Hybrid operator learning of wave scattering maps in high-contrast media
Advait Balaji, Trevor Teolis, S. David Mis, Jose Antonio Lara Benitez, Chao Wang, Maarten V. de Hoop
TL;DR
The paper tackles forward modeling of high-frequency Helmholtz wave propagation in strongly scattering, high-contrast media. It introduces a hybrid operator framework that splits the forward map into a smooth background component learned by a Fourier Neural Operator and a high-contrast scattering corrector learned by a vision transformer, yielding $p = p_{bg} + \delta p$. Empirical results on challenging salt-contrast benchmarks show the Hybrid model achieves substantially better phase and amplitude accuracy than either baseline, with favorable scalability in parameter count. This approach offers a more efficient surrogate for seismic forward modeling and holds promise for improved inversion via adjoint methods.
Abstract
Surrogate modeling of wave propagation and scattering (i.e. the wave speed and source to wave field map) in heterogeneous media has significant potential in applications such as seismic imaging and inversion. High-contrast settings, such as subsurface models with salt bodies, exhibit strong scattering and phase sensitivity that challenge existing neural operators. We propose a hybrid architecture that decomposes the scattering operator into two separate contributions: a smooth background propagation and a high-contrast scattering correction.

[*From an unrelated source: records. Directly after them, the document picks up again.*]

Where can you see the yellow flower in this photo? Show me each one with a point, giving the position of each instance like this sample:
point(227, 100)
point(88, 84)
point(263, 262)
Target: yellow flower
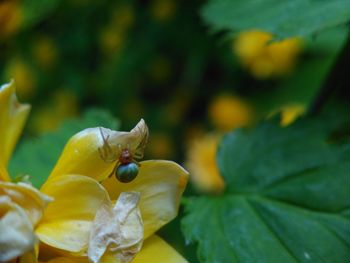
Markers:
point(96, 215)
point(228, 112)
point(265, 59)
point(201, 162)
point(21, 205)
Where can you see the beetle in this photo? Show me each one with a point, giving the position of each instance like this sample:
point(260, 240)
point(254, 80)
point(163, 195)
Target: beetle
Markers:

The smooth component is learned with a Fourier Neural Operator (FNO), which produces globally coupled feature tokens encoding background wave propagation; these tokens are then passed to a vision transformer, where attention is used to model the high-contrast scattering correction dominated by strong, spatial interactions. Evaluated on high-frequency Helmholtz problems with strong contrasts, the hybrid model achieves substantially improved phase and amplitude accuracy compared to standalone FNOs or transformers, with favorable accuracy-parameter scaling.